Kosten für Renovierungsarbeiten
Die Kosten für Renovierungsarbeiten können sich erheblich je nach Umfang und Art der Arbeiten unterscheiden. Im Folgenden sind beispielhafte Kosten aufgeführt:
| Renovierungsobjekt | Kosten ohne Eigenleistung | Kosten mit Eigenleistung |
|---|---|---|
| Malerarbeiten pro Quadratmeter | 15 Euro | 5 Euro |
| Umsetzung moderner Designelemente | 50 Euro | 20 Euro |
| Gesamtkosten bei 100 m² | 1500 Euro | 500 Euro |
Wenn Mieter die Arbeiten selbst durchführen, können sie bis zu 66 % der Kosten sparen. Allerdings müssen die Arbeiten fachgerecht ausgeführt werden, um Streit mit dem Vermieter zu vermeiden.

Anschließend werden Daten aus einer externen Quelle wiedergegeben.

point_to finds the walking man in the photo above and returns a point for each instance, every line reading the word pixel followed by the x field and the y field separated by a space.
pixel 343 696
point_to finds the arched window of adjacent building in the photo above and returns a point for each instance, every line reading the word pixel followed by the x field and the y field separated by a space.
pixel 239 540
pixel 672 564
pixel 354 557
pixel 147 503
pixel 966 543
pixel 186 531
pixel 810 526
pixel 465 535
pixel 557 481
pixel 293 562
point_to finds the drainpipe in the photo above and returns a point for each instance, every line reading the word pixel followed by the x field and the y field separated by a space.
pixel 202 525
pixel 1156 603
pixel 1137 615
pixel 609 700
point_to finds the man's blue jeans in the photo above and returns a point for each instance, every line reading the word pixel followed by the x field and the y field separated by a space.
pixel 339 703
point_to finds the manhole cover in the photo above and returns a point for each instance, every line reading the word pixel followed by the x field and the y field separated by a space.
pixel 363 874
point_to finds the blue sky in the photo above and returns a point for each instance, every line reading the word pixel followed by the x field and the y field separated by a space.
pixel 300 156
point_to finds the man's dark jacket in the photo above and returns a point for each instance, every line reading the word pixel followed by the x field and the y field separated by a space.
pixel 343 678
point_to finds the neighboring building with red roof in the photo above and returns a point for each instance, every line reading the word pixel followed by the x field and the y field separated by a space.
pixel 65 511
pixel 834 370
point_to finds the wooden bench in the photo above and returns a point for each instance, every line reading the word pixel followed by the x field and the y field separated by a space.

Streitigkeiten bei Renovierungspflichten
Trotz der klaren gesetzlichen Regelungen können Streitigkeiten zwischen Mieter und Vermieter entstehen. Die häufigsten Streitpunkte sind:
Unklare Klauseln im Mietvertrag
Wenn der Mietvertrag unklare oder widersprüchliche Klauseln enthält, kann es zu Streitigkeiten kommen. In solchen Fällen ist eine rechtliche Beratung sinnvoll.Unzufriedenheit mit der Qualität der Renovierung
Wenn der Vermieter die Renovierungsarbeiten nicht anerkennt, kann es zu weiteren Verhandlungen oder sogar zu Gerichtsverfahren kommen.Falsche Farben oder Materialien
Mieter sollten sich für neutrale Farben entscheiden, um Streit mit dem Vermieter zu vermeiden.Unzulässige Vorgaben
Wenn der Vermieter Vorgaben zu Farben, Materialien oder Renovierungsfristen macht, kann er sich auf unwirksame Klauseln berufen.Unverschuldete Schäden
Mieter müssen nur Schäden beheben, die durch sie verursacht wurden. Schäden, die durch den Vermieter oder natürlichen Verschleiß entstanden sind, müssen nicht bezahlt werden.
Fazit
Die Pflicht zur Renovierung einer Mietwohnung hängt stark von der Rechtswirksamkeit der Klauseln im Mietvertrag ab. Viele der üblichen Schönheitsreparaturklauseln sind unwirksam, da sie über das hinausgehen, was zum Erhalt der Wohnqualität notwendig ist. Mieter haben das Recht, die Arbeiten selbst durchzuführen, sofern sie fachgerecht ausgeführt werden. Es ist wichtig, den Mietvertrag sorgfältig zu prüfen und gegebenenfalls rechtliche Beratung in Anspruch zu nehmen.
Mit der Einführung neuer gesetzlicher Regelungen hat sich die Verpflichtung zur Renovierung deutlich eingeschränkt. Mieter müssen nicht mehr in festgelegten Zeitintervallen renovieren und haben mehr Flexibilität bei Farben und Materialien. Praktische Tipps wie die Erstellung eines Renovierungsplans, die Priorisierung von Arbeiten und die Einhaltung einer realistischen Zeitplanung können helfen, den Auszug reibungslos zu gestalten.